Editorials
If your friends can't tell you
Two weeks ago, ABC drama Once & Again
featured a fainting spell in a high-school girls' locker room where viewers could see girls stripping to their underwear in the background. Last week, NYPD Blue showed—not once but at least twice—the naked corpse of a young girl who was 18 but described as looking 15. We single out these fine dramas only because they are the most recent examples we can cite and, perhaps, because they were somewhat jarring in shows that are otherwise so praiseworthy.
We are all for TV that takes chances and breaks down barriers. But our impression was that setting the scene in the locker room and seeming to dwell on the naked girl were two decisions that could have been made differently with no compromise to the dramatic stories either show was telling.
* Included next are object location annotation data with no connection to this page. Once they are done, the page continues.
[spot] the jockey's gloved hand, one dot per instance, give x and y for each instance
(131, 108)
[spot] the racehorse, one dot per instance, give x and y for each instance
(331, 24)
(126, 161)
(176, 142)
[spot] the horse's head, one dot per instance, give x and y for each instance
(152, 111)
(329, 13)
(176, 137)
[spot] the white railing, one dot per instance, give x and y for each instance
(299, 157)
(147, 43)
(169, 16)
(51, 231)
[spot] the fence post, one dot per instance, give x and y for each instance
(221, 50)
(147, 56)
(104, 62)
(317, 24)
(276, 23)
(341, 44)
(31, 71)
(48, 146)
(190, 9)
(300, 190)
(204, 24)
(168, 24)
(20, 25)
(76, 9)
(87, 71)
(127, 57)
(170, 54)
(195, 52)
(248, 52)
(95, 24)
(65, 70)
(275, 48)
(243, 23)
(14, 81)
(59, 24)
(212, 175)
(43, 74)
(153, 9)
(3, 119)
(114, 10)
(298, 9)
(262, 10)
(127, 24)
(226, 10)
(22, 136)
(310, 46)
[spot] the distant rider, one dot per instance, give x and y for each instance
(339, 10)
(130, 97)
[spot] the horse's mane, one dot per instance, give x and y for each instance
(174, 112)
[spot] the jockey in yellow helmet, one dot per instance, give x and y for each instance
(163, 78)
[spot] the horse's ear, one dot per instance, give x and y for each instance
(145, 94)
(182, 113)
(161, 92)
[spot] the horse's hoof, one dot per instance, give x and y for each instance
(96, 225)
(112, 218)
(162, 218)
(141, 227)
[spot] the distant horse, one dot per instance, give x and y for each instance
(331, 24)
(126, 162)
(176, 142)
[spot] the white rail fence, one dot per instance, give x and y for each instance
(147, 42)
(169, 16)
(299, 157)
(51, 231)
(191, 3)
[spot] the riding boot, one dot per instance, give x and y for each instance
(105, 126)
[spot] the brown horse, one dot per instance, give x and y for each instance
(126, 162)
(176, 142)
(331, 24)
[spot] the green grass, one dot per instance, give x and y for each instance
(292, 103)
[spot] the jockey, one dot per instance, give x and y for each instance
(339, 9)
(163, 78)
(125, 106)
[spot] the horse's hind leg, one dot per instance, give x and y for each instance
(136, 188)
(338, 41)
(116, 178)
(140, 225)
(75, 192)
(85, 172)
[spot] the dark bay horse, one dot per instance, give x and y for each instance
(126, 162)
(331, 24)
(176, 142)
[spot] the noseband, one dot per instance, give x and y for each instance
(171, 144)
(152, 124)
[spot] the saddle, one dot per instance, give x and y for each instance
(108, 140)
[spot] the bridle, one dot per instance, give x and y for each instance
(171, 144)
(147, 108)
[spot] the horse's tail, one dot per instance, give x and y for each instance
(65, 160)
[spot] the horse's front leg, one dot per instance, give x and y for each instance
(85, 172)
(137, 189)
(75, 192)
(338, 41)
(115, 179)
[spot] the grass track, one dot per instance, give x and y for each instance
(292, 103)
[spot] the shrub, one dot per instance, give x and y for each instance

Now, that is only our opinion, and the shows' producers would obviously disagree. To do otherwise would be to concede that either the intention or the result was exploitative. We offer our opinion as fans of both shows and of TV that breaks boundaries in a good cause. It was ABC, after all, that almost two decades ago had the guts to air Something About Amelia, which dealt with incest. And only a few years after ABC censor Al Schneider predicted "We will not see full frontal nudity on network television in our lifetime," ABC and Schneider himself broke that boundary in 1988 in War & Remembrance. The scene? Men and women in a Nazi death camp. Context is everything.
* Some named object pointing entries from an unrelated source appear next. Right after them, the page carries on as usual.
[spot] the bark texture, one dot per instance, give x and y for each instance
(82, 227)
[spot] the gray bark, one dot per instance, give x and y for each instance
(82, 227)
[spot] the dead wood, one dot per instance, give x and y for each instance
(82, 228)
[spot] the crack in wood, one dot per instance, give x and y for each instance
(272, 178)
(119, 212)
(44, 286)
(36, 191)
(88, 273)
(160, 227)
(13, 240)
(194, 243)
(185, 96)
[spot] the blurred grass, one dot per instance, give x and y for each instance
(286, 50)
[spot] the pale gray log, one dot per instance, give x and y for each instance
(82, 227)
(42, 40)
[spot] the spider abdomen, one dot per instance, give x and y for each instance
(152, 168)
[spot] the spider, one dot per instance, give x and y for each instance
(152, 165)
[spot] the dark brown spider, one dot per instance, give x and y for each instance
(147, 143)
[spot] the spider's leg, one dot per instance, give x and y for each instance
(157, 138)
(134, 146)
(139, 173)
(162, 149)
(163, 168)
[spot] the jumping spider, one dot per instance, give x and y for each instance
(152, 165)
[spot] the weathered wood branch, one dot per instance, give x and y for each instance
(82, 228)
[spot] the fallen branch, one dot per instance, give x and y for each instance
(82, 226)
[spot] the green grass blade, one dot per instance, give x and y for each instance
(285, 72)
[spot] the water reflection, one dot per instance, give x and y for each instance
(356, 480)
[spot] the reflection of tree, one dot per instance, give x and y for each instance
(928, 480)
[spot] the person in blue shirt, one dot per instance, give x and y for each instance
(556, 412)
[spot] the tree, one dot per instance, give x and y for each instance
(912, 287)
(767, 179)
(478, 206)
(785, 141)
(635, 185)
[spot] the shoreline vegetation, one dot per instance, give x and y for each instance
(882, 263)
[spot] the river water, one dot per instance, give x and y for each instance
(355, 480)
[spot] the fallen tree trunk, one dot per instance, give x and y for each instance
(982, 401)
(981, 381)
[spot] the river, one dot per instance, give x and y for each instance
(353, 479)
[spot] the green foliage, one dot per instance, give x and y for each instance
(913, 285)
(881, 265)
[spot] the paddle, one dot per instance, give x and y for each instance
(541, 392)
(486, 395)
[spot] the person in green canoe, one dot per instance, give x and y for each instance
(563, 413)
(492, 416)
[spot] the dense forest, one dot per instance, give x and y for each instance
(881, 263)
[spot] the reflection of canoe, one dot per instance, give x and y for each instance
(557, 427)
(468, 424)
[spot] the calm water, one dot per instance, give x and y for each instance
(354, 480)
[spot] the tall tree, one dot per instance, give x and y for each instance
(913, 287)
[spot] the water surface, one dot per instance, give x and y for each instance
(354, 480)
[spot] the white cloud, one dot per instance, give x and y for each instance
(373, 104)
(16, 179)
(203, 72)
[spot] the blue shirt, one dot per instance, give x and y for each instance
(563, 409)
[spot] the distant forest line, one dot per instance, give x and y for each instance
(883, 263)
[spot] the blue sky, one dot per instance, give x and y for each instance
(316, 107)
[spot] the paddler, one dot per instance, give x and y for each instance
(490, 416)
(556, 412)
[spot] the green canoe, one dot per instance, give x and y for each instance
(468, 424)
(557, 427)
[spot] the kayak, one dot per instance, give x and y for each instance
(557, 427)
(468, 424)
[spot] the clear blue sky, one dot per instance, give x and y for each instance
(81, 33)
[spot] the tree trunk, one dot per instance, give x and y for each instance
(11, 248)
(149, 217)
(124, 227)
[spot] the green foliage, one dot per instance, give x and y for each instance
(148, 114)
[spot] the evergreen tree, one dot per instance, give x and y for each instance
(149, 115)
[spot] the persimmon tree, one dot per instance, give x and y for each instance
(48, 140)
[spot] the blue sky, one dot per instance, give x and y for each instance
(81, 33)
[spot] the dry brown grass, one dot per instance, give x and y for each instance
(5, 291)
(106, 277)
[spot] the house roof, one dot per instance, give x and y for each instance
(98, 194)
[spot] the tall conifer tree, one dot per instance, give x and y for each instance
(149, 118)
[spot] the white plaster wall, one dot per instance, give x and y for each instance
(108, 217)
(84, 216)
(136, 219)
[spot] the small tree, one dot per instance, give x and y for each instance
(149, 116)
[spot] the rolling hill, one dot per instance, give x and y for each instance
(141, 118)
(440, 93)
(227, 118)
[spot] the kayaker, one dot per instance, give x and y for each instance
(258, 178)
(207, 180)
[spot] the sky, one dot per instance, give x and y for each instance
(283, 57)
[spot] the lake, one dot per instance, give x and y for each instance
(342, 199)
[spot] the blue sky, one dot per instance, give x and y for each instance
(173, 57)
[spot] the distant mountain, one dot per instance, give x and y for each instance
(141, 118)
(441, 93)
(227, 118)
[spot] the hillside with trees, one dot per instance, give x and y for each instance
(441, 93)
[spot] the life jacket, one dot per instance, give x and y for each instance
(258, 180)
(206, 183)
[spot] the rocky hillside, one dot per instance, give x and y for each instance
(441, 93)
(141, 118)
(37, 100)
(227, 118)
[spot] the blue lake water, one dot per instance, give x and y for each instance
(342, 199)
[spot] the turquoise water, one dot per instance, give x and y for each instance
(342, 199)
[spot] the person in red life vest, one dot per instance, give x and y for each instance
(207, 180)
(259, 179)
We say this as a warning to broadcasters not to become cavalier with their increasing lack of external constraints. It may sound oxymoronic to suggest that broadcasters shouldn't be too free with their freedom, but it is pushing the line between freedom and license against which we are warning, not between degrees of freedom in pursuit of a story worth telling. Ultimately, it is up to programmers to decide which they are doing.
The right step
Attorney General John Ashcroft has agreed to televise, via closed circuit, the execution of Oklahoma City bomber Timothy McVeigh. We applaud the recognition that TV can be used to overcome the space limitations and allow 250 or so relatives and friends of the dead to be witnesses. Perhaps it will also make it a little easier to someday allow others with a vested interest in the procedure, which in a federal execution is everyone in the country, to be witnesses as well. The government's protestations that this is not precedent notwithstanding, the next step is not such a large one. If allowing a roomful of witnesses is holding a candle up to the act, then expanding that circle to a closed-circuit feed is holding a lantern to it. Perhaps someday we will bring it into the light of day so that more can be deterred, or satisfied, or repelled.